Dal suo matrimonio con Angiola Maria Bracci nacque un figlio, Riccardo, che divenne docente di diritto criminale a Pisa e occupò il tempo lasciatogli libero dagli impegni accademici dedicandosi, sulla scia del genitore, ad attività erudite che, in un clima mutato nel gusto e nelle attese politiche, non riscossero lo stesso successo conosciuto dal padre.
Morì il 12 febbraio 1792 a Pisa, dove fu sepolto nel Camposanto monumentale.
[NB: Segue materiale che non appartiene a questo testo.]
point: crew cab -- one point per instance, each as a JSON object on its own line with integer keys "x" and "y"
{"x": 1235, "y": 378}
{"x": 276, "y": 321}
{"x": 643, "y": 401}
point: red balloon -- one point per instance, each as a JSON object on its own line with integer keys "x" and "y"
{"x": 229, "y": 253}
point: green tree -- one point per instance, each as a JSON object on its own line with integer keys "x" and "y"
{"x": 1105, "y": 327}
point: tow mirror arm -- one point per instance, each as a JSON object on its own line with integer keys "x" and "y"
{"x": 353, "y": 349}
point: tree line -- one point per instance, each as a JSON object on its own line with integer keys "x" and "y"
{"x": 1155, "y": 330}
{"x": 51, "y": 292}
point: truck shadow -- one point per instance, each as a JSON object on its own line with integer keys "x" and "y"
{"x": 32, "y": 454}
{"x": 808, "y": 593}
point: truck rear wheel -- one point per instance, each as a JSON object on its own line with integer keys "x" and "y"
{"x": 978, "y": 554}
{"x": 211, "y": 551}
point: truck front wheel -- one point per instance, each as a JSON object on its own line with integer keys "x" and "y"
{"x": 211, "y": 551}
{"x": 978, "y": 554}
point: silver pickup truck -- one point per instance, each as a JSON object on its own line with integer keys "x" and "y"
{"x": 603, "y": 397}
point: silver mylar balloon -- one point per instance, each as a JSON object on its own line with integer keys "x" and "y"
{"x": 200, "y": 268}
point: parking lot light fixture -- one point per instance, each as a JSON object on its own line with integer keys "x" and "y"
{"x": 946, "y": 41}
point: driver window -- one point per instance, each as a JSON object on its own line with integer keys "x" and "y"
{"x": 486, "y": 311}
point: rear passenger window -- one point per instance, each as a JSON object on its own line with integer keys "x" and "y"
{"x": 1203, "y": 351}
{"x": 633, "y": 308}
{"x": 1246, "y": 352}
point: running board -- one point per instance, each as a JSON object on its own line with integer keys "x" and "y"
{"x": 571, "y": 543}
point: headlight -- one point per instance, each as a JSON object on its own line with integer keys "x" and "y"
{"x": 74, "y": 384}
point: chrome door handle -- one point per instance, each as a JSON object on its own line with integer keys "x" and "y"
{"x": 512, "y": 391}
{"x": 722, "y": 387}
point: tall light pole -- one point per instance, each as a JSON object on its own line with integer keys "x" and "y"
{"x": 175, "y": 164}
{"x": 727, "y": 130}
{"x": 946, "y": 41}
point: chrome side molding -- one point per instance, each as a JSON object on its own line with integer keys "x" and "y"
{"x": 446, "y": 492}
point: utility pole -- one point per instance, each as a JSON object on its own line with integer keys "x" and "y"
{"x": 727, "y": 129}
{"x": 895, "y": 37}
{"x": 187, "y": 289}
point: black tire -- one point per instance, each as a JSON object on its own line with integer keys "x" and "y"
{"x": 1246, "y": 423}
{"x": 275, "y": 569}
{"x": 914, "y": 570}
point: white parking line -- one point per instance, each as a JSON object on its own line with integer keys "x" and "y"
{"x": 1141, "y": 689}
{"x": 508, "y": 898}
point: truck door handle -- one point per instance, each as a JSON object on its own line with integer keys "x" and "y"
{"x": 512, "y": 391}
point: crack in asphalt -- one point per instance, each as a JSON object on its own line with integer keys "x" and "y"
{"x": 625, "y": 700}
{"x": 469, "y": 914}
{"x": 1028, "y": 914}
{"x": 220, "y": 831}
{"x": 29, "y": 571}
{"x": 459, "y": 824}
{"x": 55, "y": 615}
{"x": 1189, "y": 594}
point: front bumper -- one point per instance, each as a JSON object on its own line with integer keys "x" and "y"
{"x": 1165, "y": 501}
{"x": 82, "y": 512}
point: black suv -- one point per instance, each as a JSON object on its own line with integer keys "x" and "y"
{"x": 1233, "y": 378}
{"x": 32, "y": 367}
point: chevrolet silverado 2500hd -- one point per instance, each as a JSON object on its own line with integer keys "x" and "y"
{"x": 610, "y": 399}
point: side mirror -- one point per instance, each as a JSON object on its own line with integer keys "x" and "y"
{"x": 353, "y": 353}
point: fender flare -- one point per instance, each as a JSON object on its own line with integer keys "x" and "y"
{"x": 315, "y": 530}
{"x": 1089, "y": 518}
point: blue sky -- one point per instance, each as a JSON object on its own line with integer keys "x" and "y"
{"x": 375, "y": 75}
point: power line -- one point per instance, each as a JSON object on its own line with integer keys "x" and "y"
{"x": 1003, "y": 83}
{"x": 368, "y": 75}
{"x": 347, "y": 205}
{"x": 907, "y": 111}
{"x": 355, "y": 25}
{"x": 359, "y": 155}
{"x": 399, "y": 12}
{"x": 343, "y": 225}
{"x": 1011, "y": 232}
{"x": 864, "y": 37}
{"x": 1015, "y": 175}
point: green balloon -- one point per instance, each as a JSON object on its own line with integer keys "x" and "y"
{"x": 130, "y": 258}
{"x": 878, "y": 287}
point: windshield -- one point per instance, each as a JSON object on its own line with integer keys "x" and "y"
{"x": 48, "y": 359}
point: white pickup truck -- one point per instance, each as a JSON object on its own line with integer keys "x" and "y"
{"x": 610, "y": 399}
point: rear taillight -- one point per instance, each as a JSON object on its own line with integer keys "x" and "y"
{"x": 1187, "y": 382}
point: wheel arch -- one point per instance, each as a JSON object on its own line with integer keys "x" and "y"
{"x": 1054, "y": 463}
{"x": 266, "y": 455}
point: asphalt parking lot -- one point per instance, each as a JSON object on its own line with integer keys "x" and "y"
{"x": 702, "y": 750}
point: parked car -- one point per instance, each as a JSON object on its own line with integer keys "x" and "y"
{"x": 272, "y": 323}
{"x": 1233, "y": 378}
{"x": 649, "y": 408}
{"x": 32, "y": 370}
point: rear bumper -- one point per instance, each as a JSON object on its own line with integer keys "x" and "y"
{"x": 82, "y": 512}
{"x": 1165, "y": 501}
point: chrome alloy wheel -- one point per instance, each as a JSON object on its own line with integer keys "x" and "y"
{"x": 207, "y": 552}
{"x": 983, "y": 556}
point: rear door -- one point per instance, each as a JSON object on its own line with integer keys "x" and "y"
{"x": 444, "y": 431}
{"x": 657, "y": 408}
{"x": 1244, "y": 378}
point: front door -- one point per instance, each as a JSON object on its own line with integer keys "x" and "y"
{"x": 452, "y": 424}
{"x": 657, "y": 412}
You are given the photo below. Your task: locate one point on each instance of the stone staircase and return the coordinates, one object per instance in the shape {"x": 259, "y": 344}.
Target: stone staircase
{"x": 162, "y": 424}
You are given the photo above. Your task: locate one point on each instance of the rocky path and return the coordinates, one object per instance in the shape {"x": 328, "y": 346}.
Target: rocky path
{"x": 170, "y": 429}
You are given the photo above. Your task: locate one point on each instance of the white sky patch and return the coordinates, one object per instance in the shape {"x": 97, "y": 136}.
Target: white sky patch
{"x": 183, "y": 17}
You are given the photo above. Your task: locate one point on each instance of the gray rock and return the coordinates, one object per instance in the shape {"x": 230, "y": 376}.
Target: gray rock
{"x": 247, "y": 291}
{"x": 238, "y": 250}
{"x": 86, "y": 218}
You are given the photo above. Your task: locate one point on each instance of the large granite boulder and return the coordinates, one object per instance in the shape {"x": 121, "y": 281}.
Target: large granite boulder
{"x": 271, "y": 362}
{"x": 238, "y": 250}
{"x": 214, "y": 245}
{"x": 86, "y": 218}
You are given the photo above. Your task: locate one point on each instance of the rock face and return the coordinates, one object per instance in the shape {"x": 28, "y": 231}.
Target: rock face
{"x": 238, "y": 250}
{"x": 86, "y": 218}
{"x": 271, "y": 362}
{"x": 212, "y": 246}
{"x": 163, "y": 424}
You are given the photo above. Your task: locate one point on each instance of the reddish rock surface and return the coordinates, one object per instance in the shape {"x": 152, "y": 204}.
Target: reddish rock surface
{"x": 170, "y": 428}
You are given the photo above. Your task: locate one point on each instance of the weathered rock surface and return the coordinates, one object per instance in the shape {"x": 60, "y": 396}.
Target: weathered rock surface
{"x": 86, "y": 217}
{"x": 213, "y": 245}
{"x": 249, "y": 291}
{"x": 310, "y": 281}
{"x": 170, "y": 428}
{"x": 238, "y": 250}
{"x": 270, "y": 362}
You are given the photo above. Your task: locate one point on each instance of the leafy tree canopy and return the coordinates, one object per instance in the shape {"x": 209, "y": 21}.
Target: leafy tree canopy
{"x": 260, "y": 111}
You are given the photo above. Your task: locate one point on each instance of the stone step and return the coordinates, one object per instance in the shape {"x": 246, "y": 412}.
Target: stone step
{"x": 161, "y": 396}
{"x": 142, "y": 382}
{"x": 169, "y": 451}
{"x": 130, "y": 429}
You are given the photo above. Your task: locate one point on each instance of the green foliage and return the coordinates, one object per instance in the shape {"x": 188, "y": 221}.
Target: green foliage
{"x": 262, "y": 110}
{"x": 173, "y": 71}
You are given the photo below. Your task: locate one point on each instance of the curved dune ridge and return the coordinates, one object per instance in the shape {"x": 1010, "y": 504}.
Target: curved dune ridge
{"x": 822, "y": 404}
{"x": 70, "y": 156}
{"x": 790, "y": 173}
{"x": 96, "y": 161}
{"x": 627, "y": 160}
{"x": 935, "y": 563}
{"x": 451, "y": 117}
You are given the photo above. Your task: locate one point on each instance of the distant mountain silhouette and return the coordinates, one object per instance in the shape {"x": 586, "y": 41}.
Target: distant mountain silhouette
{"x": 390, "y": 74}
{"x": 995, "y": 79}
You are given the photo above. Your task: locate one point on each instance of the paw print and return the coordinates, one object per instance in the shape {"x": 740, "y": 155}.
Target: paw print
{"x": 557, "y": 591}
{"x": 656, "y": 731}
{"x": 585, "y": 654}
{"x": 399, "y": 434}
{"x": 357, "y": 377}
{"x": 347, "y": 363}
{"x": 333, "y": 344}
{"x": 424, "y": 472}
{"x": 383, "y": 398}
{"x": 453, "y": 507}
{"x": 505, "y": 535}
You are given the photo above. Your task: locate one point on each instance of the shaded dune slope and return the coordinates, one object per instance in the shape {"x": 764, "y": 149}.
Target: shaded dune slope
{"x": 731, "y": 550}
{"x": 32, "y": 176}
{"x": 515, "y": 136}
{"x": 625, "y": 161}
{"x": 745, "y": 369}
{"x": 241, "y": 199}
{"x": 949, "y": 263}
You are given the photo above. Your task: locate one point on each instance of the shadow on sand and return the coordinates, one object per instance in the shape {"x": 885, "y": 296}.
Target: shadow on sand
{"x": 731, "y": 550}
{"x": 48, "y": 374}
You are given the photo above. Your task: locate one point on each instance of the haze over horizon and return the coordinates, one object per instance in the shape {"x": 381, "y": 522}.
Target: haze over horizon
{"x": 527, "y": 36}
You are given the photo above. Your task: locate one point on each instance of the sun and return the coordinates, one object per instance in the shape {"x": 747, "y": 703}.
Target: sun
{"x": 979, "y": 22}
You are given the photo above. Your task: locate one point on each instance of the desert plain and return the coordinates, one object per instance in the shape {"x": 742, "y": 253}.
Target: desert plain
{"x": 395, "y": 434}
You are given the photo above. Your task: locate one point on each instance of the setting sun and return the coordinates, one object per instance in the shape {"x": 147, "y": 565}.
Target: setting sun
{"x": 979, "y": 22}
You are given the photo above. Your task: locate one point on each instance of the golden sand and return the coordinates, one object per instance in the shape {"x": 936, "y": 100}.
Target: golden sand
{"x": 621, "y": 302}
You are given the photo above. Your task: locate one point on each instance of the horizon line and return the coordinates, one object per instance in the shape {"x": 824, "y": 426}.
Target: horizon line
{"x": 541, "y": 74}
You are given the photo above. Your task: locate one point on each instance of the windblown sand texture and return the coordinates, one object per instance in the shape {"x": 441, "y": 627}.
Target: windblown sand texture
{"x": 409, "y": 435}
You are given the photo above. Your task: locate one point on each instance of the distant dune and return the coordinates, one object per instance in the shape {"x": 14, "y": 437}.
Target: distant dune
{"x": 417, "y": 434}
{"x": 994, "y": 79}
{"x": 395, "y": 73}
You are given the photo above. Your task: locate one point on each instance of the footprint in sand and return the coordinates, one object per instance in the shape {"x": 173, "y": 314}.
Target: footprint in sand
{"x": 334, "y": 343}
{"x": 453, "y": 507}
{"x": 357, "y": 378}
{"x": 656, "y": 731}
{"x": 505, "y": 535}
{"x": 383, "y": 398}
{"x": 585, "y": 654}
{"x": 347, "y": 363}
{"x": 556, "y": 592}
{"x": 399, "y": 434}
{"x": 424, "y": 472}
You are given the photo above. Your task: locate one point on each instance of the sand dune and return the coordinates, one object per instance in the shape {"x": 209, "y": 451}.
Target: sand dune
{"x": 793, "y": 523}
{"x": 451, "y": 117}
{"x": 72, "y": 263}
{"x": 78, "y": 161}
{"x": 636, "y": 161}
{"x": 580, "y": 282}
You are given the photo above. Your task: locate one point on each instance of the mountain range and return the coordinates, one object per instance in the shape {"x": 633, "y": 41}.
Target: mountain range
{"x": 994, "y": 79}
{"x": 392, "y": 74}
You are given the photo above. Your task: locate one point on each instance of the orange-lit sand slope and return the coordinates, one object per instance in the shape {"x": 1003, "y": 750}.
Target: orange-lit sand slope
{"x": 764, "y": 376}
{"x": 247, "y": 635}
Fonti e Bibl.: Firenze, Archivio arcivescovile, Castelfiorentino, S. Ippolito, Bapt. 1713-1727, Reg. parrocchiali campagna 451. 4., cc. n.n.; (A. Fabroni), Notizie istoriche dell’Avvocato A.M. V., in Giornale de’ letterati, LXXXV (1792), pp. 41-54; R. Vannucchi, Praeconium funebre, in Id., Opuscoli di varia letteratura, Firenze 1817; G. Melzi, Dizionario di opere anonime e pseudonime di scrittori italiani, II, Milano 1848, p. 407; A. Del Pela, Di A.M. V. (1724-1792). Cenni biografici, in Miscellanea storica della Valdelsa, XIII (1905), pp. 237-261; N. Carranza, L’Università di Pisa nei secoli XVII e XVIII, Pisa 1971, pp. 25-30; Gli Arcadi dal 1690 al 1800. Onomasticon, a cura di A. M. Giorgetti Vichi, Roma 1977, pp. 237, 243, 339; E.W. Cochrane, Giuseppe Maria Buondelmonti. Nota introduttiva, in Dal Muratori al Cesarotti, a cura di R. Aiello et al., Milano-Napoli 1978, pp. 537-539; V. Bartoloni, Giovanni Lami e il Valdarno inferiore. I luoghi e la storia di un erudito del Settecento, Pisa 1997, pp. 54-56: E. Spagnesi, L’insegnamento del diritto a Pisa dal principio del ’700 all’Unità. Dispense di storia del diritto medievale e moderno (a.a. 1998-99), Pisa 1999, pp. 56 s.; A. Di Ricco, Settecento letterario toscano, in Giornale storico della letteratura italiana, CLXXXI (2004), pp. 321-372; A. Labardi, V. A.M., in Dizionario biografico dei giuristi italiani (XII-XX secolo), a cura di M.L. Carlino et al., II, Bologna 2013, p. 2017.